Prospects and Pitfalls in the Coming Wave of High-frequency Environmental Data: What to Look Forward to, and Watch out for

Monday, 15 December 2014: 4:00 PM
James W Kirchner, ETH Swiss Federal Institute of Technology Zurich, Zurich, Switzerland
Advances in sensor technology and wireless networking are making environmental data available at unprecedented sampling frequency and with unprecedented spatial coverage. These measurements are allowing us to observe phenomena and process interactions that were previously invisible. This talk will present examples of promising developments spurred by the sensor revolution in hydrological sciences.

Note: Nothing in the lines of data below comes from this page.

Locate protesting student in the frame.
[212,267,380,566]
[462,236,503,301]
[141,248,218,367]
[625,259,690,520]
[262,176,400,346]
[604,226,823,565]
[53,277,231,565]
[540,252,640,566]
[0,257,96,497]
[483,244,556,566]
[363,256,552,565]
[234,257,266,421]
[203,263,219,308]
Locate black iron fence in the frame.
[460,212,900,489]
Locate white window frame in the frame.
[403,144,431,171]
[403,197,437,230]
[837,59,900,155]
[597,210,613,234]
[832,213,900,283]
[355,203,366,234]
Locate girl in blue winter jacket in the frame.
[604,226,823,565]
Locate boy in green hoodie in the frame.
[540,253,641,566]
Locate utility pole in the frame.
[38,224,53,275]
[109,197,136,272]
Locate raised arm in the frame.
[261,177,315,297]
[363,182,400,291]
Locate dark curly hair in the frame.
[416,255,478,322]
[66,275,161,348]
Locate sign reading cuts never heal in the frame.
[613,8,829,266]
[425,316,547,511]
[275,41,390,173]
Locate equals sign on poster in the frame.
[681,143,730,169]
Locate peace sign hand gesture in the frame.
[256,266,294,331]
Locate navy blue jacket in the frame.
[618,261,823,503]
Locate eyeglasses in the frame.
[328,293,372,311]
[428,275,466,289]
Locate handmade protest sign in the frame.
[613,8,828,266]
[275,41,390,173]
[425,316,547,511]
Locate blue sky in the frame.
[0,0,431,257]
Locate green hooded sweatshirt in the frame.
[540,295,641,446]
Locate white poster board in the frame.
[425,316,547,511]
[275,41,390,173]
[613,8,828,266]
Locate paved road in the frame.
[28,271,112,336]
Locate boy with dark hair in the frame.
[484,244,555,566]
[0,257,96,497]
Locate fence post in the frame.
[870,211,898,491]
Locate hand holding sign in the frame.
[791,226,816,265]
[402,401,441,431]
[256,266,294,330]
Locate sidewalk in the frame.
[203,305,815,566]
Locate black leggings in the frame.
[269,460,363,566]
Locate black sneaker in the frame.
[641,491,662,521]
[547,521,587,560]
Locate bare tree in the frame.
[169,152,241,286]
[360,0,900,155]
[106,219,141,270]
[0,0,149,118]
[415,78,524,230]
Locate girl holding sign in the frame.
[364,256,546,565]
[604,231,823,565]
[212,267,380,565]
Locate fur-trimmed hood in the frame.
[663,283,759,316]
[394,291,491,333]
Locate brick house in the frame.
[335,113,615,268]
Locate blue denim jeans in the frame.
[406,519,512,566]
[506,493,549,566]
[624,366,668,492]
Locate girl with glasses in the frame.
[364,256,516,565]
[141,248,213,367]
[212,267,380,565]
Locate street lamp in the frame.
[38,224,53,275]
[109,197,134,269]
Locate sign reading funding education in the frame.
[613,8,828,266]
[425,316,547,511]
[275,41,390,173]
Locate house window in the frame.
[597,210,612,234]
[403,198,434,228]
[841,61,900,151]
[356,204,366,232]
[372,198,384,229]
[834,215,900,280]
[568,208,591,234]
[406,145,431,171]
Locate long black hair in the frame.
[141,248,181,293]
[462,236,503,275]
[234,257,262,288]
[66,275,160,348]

Caution is needed, however, in interpreting these high-frequency observations. Typical environmental time series have reddened spectra, implying that as measurements are made at finer temporal or spatial intervals, the measured values will be closer together as well. Above some sampling frequency, successive real-world values will differ by less than the measurement uncertainties themselves, with the result that the measured time series will be dominated by measurement noise rather than real-world dynamics.

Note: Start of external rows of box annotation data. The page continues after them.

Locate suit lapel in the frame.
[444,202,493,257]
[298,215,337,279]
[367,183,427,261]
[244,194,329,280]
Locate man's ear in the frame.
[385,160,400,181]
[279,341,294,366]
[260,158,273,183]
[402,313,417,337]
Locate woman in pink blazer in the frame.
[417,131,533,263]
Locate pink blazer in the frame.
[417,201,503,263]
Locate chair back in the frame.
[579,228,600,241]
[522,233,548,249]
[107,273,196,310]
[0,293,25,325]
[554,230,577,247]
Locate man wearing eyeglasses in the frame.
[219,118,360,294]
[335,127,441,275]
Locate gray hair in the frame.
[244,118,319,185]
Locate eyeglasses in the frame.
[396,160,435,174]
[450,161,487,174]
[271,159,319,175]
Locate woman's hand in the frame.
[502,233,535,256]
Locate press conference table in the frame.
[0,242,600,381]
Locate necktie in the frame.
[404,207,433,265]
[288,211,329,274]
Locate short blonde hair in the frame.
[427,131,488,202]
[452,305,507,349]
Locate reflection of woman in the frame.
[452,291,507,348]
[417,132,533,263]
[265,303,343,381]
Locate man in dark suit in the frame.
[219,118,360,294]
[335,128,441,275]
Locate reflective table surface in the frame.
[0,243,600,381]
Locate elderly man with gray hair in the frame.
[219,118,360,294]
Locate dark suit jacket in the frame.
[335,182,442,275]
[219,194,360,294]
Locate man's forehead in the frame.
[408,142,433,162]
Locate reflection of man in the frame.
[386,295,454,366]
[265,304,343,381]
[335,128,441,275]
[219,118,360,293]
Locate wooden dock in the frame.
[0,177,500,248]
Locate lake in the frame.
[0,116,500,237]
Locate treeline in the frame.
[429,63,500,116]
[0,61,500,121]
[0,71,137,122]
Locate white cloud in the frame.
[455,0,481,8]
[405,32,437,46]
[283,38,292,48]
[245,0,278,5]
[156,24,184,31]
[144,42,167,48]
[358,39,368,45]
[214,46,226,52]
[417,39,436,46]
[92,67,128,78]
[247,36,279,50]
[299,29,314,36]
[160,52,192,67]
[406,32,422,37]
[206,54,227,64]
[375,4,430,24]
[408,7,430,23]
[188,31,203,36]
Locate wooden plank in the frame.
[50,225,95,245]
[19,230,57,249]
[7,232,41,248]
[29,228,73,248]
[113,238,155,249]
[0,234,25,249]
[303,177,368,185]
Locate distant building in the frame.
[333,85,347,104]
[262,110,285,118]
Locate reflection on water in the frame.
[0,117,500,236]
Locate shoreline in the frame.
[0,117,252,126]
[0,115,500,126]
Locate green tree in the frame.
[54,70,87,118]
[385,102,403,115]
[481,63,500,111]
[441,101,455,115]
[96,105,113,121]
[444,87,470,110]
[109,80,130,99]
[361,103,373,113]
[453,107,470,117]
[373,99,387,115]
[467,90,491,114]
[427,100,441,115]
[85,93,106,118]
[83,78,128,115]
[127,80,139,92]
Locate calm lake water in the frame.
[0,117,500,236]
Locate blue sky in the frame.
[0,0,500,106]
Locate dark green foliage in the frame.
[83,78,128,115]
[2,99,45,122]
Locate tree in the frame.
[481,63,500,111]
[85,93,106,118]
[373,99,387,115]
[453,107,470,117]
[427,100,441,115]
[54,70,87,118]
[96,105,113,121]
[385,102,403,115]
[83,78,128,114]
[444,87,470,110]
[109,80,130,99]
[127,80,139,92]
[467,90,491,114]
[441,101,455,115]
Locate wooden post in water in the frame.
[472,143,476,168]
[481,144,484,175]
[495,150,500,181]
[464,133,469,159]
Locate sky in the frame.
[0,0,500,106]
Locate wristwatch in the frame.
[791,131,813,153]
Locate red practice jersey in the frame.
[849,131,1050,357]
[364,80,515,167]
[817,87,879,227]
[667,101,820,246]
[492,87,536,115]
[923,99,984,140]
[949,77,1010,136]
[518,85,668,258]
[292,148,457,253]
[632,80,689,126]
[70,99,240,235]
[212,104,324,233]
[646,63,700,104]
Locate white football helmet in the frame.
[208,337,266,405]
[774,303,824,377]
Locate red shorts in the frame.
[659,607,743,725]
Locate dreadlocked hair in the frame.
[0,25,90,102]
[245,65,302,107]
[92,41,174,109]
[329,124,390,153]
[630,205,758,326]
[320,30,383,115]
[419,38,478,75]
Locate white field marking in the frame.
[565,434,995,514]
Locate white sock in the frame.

Environmental sensors, like all measurement devices, will be characterized by noise spectra, and environmental signals will only be observable in frequency ranges where they are much stronger than the measurement noise. Thus it is important to know the noise spectra of environmental sensors, through long-term time series measurements on standards and blanks. To date, however, measurement noise spectra have rarely been measured or reported.

The reddened spectra of environmental fluctuations imply that measurements at sufficiently high frequencies will mostly "connect the dots" between nearby data points. In other words, measurements at higher and higher sampling frequencies will be more and more strongly autocorrelated, with the result that the number of effective degrees of freedom in the time series will be far smaller than the number of measurements. Statistical analyses of such time series will greatly exaggerate significance levels, and greatly underestimate confidence bounds, unless this loss of degrees of freedom is taken into account. Illustrative examples of these pitfalls will be presented.